While the major threats of the twentieth century are behind us, we now live in a world with a new set of threats. I watched the dreadful events of September 11 and knew that my child won't be free of the fears she shouldn't have to live with. There are still horrible and nasty dictators ruling the lives of many people on this beautiful planet and far too many people will never enjoy the freedom to make their own choices about their lives or speak about their ideas without the fear of being arrested, tortured or killed.

At the same time, we live in a world where man has made incredible progress and where we have the potential to continue to create, invent and evolve into a higher form of life. In the same way my college textbooks of the 1970s got it wrong when they claimed that mankind wouldn't be able to feed itself and that the world's oil supply would run out in 30 years, we still hear overly pessimistic predictions about our future. I think life is actually getting better for a majority of people in the world, not worse. Statistics from places like the United Nations support this idea.
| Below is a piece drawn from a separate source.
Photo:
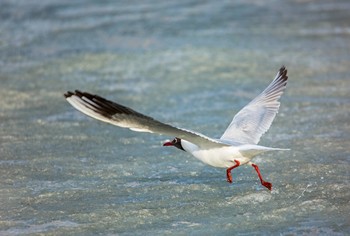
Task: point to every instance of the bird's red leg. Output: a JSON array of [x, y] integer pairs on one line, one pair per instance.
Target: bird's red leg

As individuals who live and breathe on this planet, though, we have a lot of work to do to continue to grow and prosper. There are more than enough diseases to conquer, starving people to feed and enslaved individuals to free, as well as new technologies to invent, bridges and buildings to build and other planets to visit.

I'm probably too old to be able to visit other planets and meet a real Talosian, but I'm greatly looking forward to continuing my exploration of life on planet Earth.

I wouldn't want to have it any other way.